EKBIS.CO, JAKARTA – Ketua Dewan Komisioner Otoritas Jasa Keuangan (OJK) Mahendra Siregar menanggapi soal kondisi deflasi yang terjadi dalam empat bulan berturut-turut serta kondisi menurunnya jumlah kelas menengah. Berdasarkan analisisnya, kondisi itu tidak berdampak signifikan dalam sektor jasa keuangan.
Mahendra mendasarkan pandangan tersebut pada dua hal. Yakni secara umum mengenai kondisi pertumbuhan ekonomi yang dinilai tetap terjaga di tengah ketidakpastian global dan secara spesifik mengenai pertumbuhan di bidang-bidang sektor jasa keuangan.
“Terkait dengan inflasi saya rasa ini perlu dilihat secara lebih mendalam juga bahwa di satu sisi sekalipun terjadi deflasi, tetapi inflasi inti tercatat tetap naik 1,95 persen dibandingkan periode yang sama tahun lalu, itu menunjukkan bahwa permintaan tetap memperlihatkan peningkatan,” kata Mahendra dalam konferensi pers RDK Agustus 2024 yang digelar secara daring, Jumat (6/9/2024).
Mahendra menekankan bahwa pertumbuhan ekonomi Indonesia nyatanya menunjukkan posisi yang positif, jika dibandingkan dengan kondisi perekonomian global yang saat ini mengalami perlambatan dan ketidakpastian. Itu terbukti dari angka pertumbuhan ekonomi pada Triwulan III/2024 yang masih tercatat berada di atas 5 persen.
Kemudian, Mahendra menerangkan secara spesifik mengenai pertumbuhan di sektor jasa keuangan. Ia menyampaikan performa sektor jasa keuangan tetap positif, dilihat dari angka pertumbuhan kredit perbankan, piutang pembiayaan, hingga outstanding pembiayaan.
Dia mengungkapkan, data pada Juli 2024 yang menunjukkan bahwa kredit perbankan mengalami pertumbuhan 12,4 persen dibandingkan periode yang sama pada tahun lalu. Angka piutang pembiayaan dari perusahaan pembiayaan juga mengalami pertumbuhan 10,53 persen (yoy). Adapun outstanding pembiayaan pada Juli 2024 mengalami pertumbuhan 23,97 persen, meningkat dibandingkan bulan sebelumnya di angka 26,73 persen.
“Hal ini menunjukkan bahwa pertumbuhan dan kinerja sektor jasa keuangan tetap terjaga baik,” ujar dia.

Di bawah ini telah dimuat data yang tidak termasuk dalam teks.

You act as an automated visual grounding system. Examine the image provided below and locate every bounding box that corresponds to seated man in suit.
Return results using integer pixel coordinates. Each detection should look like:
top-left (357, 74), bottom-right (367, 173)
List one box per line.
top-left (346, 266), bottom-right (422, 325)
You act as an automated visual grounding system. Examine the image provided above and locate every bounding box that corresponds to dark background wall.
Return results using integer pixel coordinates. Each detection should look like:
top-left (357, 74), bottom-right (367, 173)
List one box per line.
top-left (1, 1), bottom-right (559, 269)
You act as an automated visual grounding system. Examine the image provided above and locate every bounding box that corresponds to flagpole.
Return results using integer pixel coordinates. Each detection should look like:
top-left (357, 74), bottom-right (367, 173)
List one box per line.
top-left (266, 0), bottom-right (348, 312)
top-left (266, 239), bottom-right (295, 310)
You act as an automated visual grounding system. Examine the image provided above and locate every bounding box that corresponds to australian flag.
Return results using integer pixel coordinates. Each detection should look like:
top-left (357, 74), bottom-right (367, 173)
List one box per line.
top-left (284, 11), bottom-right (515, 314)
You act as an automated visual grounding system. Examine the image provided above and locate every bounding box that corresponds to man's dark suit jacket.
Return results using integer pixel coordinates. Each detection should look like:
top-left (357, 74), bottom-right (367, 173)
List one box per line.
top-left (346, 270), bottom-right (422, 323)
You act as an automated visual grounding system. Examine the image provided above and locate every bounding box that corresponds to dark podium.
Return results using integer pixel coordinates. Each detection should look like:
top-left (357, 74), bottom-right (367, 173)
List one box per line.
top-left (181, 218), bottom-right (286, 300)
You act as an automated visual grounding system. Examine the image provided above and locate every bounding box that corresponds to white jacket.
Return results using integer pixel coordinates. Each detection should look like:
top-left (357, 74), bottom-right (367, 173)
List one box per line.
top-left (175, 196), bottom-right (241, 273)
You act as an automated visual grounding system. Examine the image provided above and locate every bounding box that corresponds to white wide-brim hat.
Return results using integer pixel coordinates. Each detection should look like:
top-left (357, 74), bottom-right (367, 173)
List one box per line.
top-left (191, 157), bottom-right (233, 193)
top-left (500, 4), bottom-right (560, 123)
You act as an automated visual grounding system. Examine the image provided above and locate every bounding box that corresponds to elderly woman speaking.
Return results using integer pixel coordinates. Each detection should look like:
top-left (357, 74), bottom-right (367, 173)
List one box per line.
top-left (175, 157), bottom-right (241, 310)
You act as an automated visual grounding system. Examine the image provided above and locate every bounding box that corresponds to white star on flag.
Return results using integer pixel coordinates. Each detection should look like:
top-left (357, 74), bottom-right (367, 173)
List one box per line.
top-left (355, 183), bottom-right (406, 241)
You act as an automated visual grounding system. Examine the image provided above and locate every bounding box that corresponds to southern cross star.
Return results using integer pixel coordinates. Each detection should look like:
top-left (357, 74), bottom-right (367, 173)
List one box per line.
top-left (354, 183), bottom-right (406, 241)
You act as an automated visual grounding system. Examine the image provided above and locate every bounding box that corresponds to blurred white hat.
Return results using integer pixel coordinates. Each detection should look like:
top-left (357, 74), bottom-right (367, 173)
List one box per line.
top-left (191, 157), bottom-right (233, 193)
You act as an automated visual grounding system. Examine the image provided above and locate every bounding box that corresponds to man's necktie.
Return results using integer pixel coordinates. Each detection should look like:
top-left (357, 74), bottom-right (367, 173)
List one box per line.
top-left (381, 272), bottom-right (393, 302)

Dengan mendasarkan analisis pada dua hal tersebut, yakni pertumbuhan ekonomi serta pertumbuhan sektor-sektor jasa keuangan Indonesia, Mahendra pun menilai tidak adanya efek signifikan dari deflasi dan penurunan kelas menengah dalam sektor jasa keuangan.
“Dapat kita simpulkan bahwa terjadinya deflasi dan penurunan jumlah kelas menengah dilihat dari angka-angka yang ada dalam sektor jasa keuangan nampaknya belum memperlihatkan atau tidak memperlihatkan dampak yang signifikan,” ungkapnya.
Sebelumnya diketahui, Badan Pusat Statistik (BPS) melaporkan bahwa Indonesia mengalami deflasi selama empat bulan berturut-turut pada Mei—Agustus 2024. Tercatat pada Mei 2024 terjadi deflasi sebesar 0,03 persen, berlanjut menjadi 0,08 persen pada Juni 2024. Kemudian pada Juli 2024 menjadi 0,18 persen, yang berlanjut pula pada Agustus 2024 yang kembali ke 0,03 persen.
BPS juga merilis data mengenai jumlah kelas menengah yang mengalami penurunan. Berdasarkan data lima tahun terakhir, jumlah kelas menengah terus mengalami penurunan sejak 2019 yang sebanyak 57,33 juta orang. Lalu pada 2020 dan 2021 tercatat sama menjadi 53,83 juta orang. Pada 2022 menjadi sebanyak 49,51 juta, 2023 sebanyak 48,27 juta orang, lantas pada 2024 menjadi 47,85 juta orang.
Padahal, kelas menengah merupakan bantalan ekonomi negara, sehingga penurunan jumlahnya menjadi sangat kritikal dan krusial. BPS menyebut, kelas menengah merupakan salah satu penyumbang utama perekonomian Indonesia.